I expand it, and apply summation rules.

Problem solved?

 

[HallsofIvy]

It took me a moment to understand what you were doing! The problem you gave "Find the integral of (1- x)^3, from 0 to 1" can be done with a simple integration. But what you are doing is using the basic "Riemann sums" definition. Yes, if you divide the interval from 0 to 1 into n parts each part has length 1/n. And, at the right endpoint of the ith interval the function value is (1- i/n)^3 so the "area" of the thin rectangle there is (1- i/n)^3(1/n) and the entire area, and so the integral, is approximated by the sum.

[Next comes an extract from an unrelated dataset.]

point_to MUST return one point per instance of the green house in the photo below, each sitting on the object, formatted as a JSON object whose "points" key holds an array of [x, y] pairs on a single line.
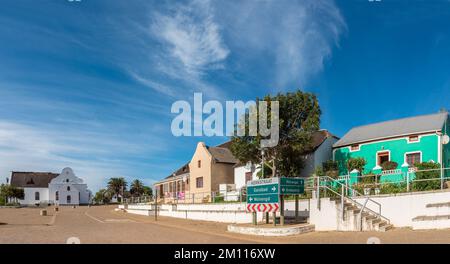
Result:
{"points": [[405, 141]]}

No, i does not go from 1 to infinity- it goes from 1 to n and then, to get the actual integral, you take the limit as n goes to infinity.
You should have
\frac{1}{n}\sum_{i=1}^n \left( 1- 3\frac{i}{n}+ 3\frac{i^2}{n^2}- \frac{i^3}{n^3}\right)
\frac{1}{n}\sum_{i= 1}^n 1- \frac{3}{n^2}\sum_{i= 1}^n i+ \frac{3}{n^3}\sum_{i= 1}^n i^2-\frac{1}{n^4}\sum_{i= 1}^n i^3

 

[Saitama]

Correction:

I represented this using:

sum of (1-i/n)^3(1/n), i=1..infinity.

I expand it, and apply summation rules.

Problem solved?

I don't see how you get that. Do you see that it should be:
$$\lim_{n\rightarrow \infty} \frac{1}{n}\sum_{i=1}^{n-1} \left(\frac{i}{n}\right)^3$$

EDIT: Ok, your form is correct too. Now just convert it to a definite integral which is:
$$\int_0^1 (1-x)^3\,dx$$
There is no need to expand it.

 

[alingy1]

Hmm... If I evaluate the integral, I get 1/4. But that answer is just right if I assume n goes to infinity. If am asked to determine the value of this expression, should I not use hallsofivy's last expression and the summation formulas to expand the i's into n?

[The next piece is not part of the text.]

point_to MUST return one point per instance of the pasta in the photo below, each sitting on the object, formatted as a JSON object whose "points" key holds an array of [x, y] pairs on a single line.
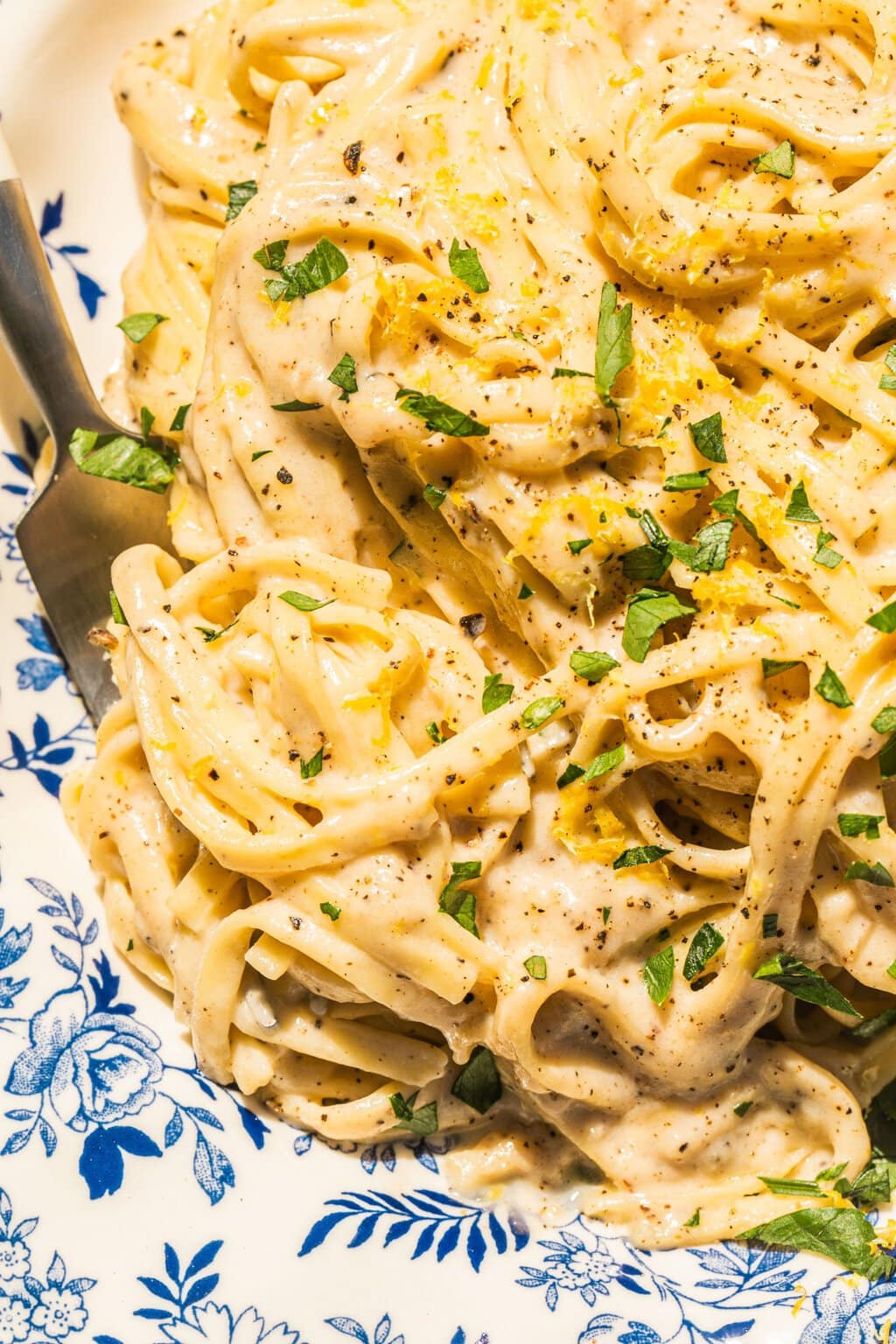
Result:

I think my final answer should contain n's.

Ultimately, the integral is irrelevant in this problem?

 

[SammyS]

...

If am asked to determine the value of this expression, should I not use hallsofivy's last expression and the summation formulas to expand the i's into n?
...

Yes, use Halls's last expression.

Then use the summation formulas, the results of which will contain n, but not i .

 

[alingy1]

What about the integral? Is it "useless" in this specific problem?

 

[SammyS]

What about the integral? Is it "useless" in this specific problem?

I think Halls has the correct interpretation of what's expected. Use the basic "Riemann sums" definition of the integral - taking the limit as n → ∞ .

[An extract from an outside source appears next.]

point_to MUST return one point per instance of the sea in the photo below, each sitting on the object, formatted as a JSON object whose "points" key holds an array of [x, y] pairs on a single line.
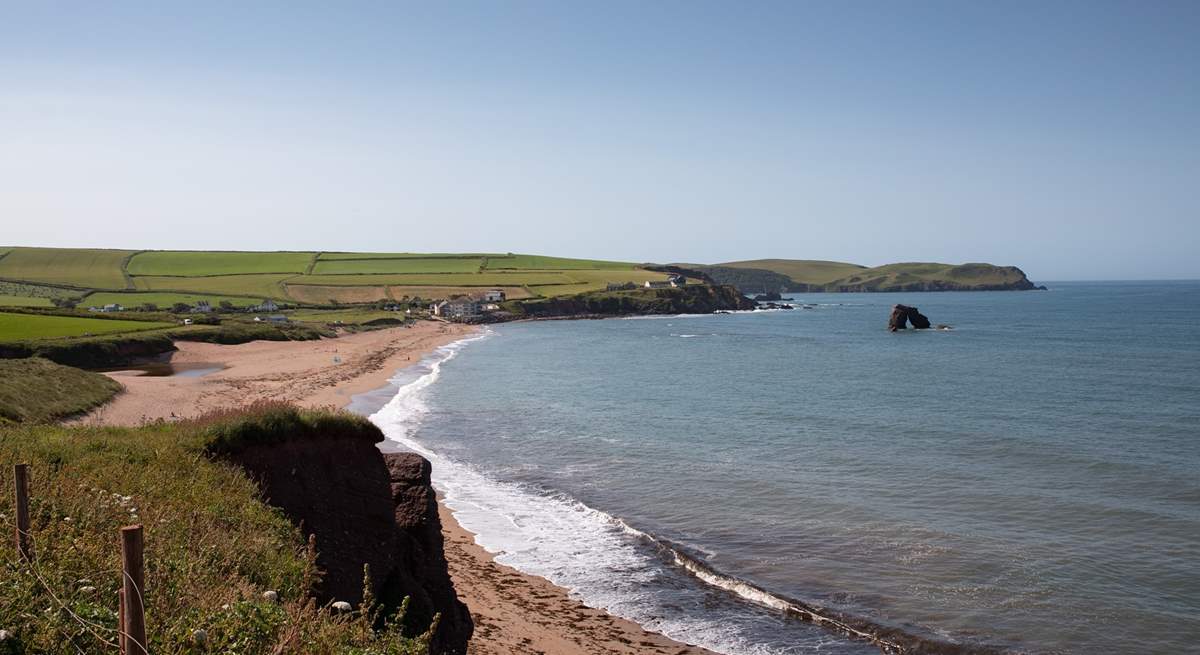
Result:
{"points": [[805, 481]]}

To check your answer, find the value of the following integral in the usual way, by finding the anti-derivative of the integrand, etc.

$\displaystyle \int_0^1 (1-x)^3\,dx$​

 

[alingy1]

Why would it be take the infinite sum? The question is determine the value of this expression without saying as n goes to infinity.

 

[Saitama]

Why would it be take the infinite sum? The question is determine the value of this expression without saying as n goes to infinity.

We can do that too but this is easily done using definite integrals. If you insist, here's how. I will be using the form I shown before because that doesn't requires expanding the terms as HallsOfIvy has done.

The sum under consideration is:
$$\frac{1}{n}\sum_{i=1}^{n-1} \left(\frac{i}{n}\right)^3=\frac{1}{n^4}\sum_{i=1}^{n-1}i^3$$
Since $\displaystyle \sum_{i=1}^{n-1}i^3=\left(\frac{(n-1)n}{2}\right)^2$, we have the following limit:
$$\begin{aligned}
\lim_{n\rightarrow \infty} \frac{1}{n^4}\left(\frac{(n-1)n}{2}\right)^2 &= \lim_{n\rightarrow \infty} \frac{(n-1)^2}{4n^2}\\
&= \lim_{n\rightarrow \infty} \frac{1}{4}\left(1-\frac{1}{n}\right)^2 \\
&= \boxed{\dfrac{1}{4}}\\
\end{aligned}$$

 

[alingy1]

I'm sorry. Perhaps I was not clear. My question is: the way you just did it supposes that n->infinity. But the original question is : determine the value of this expression in the picture. And in the picture, there is NO indication that n->infinity.
Do you understand what I'm trying to convey?

 

[Saitama]

I'm sorry. Perhaps I was not clear. My question is: the way you just did it supposes that n->infinity. But the original question is : determine the value of this expression in the picture. And in the picture, there is NO indication that n->infinity.
Do you understand what I'm trying to convey?

Ah ok, I thought this was another question related to Riemann sums. In that case, you leave it till the following step:
$$\frac{1}{4}\left(1-\frac{1}{n}\right)^2$$
I hope your issue is addressed now. :)

 

[alingy1]

Excellent! This forum is filled of hardworking people!